Kyari, who spoke virtually from Glasgow, Scotland, where he is currently participating at the United Nations Climate Change Conference (COP26), said NNPC’s main objective was to provide energy security for Nigeria and ensure the availability of petroleum products in the country.
He added that though there were issues around pricing at some depots, the government has no plan to migrate to any new pricing structure.
“As we speak now, there is speculation of fuel scarcity within the media but we have over 1.7 billion litres of Premium Motor Spirit in the country.
“We have another 2.3 billion litres coming in so there is no shortage in supply as being speculated.
“Of course, there are issues around pricing at some depots but the government has no plan to migrate to any new pricing structure”, he said.
He, however, said the ongoing COP26 once more highlighted challenges faced by Nigeria and other African countries in the global energy transition.
He said President Muhammadu Buhari, in his speech before the world leaders, had demanded energy justice for the continent and the need to exploit the available resources as a pathway to attain the net-zero carbon objective by 2050.
The NNPC boss noted that though Africa accounted for only about three percent of the global carbon emission, the continent still had the responsibility to join the world in combating climate change.
According to him, Nigeria has identified its abundant gas resources as its fuel for energy transition, which informed the declaration of the year 2021 to the year 2030 as the Decade of Gas by the government.
Kyari said: “We are making good progress in terms of the implementation of the PIA which is clearly creating the path for transition.
“There is no way we can achieve this feat without adequate infrastructure to transport the resources to where it will be used and that is why we are investing in massive gas infrastructure.”
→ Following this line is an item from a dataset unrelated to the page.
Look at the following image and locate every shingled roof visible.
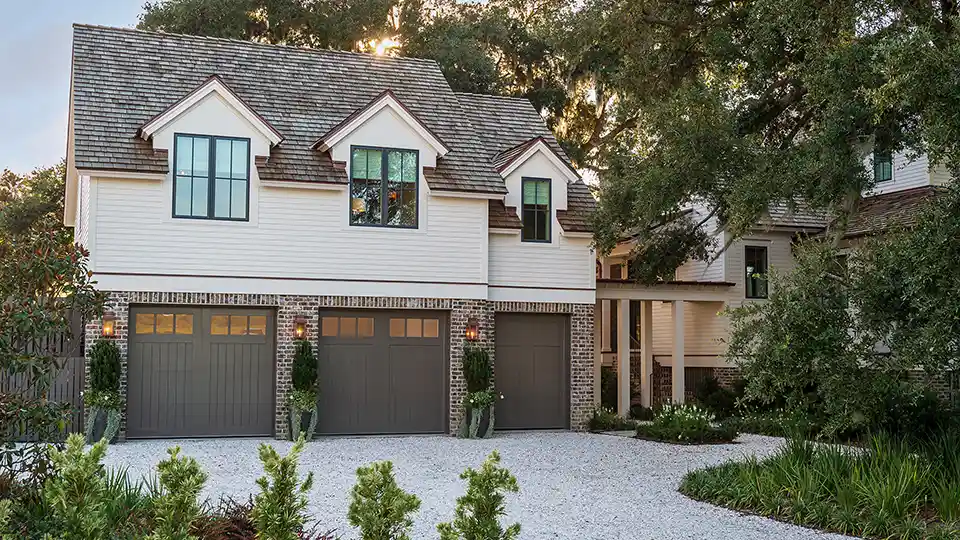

He listed the projects as the Obiafu-Obrikon-Oben (OB3) and the Ajaokuta-Kaduna-Kano (AKK) pipelines, which he noted would deepen gas utilisation in the country.
Also, the Executive Secretary of the Nigerian Content Development and Monitoring Board (NCDMB), Simbi Wabote, said the passage of the PIA has opened a vista of opportunities for the Nigerian oil and gas industry.
Adesanya said the discovery of oil and gas resources in other areas apart from the Niger Delta was a welcome development that should be pursued with vigour by the country.
He, however, called for the appointment of competent personnel to manage the sector, noting that this was the only way Nigerians could benefit from the country’s abundant oil and gas resources.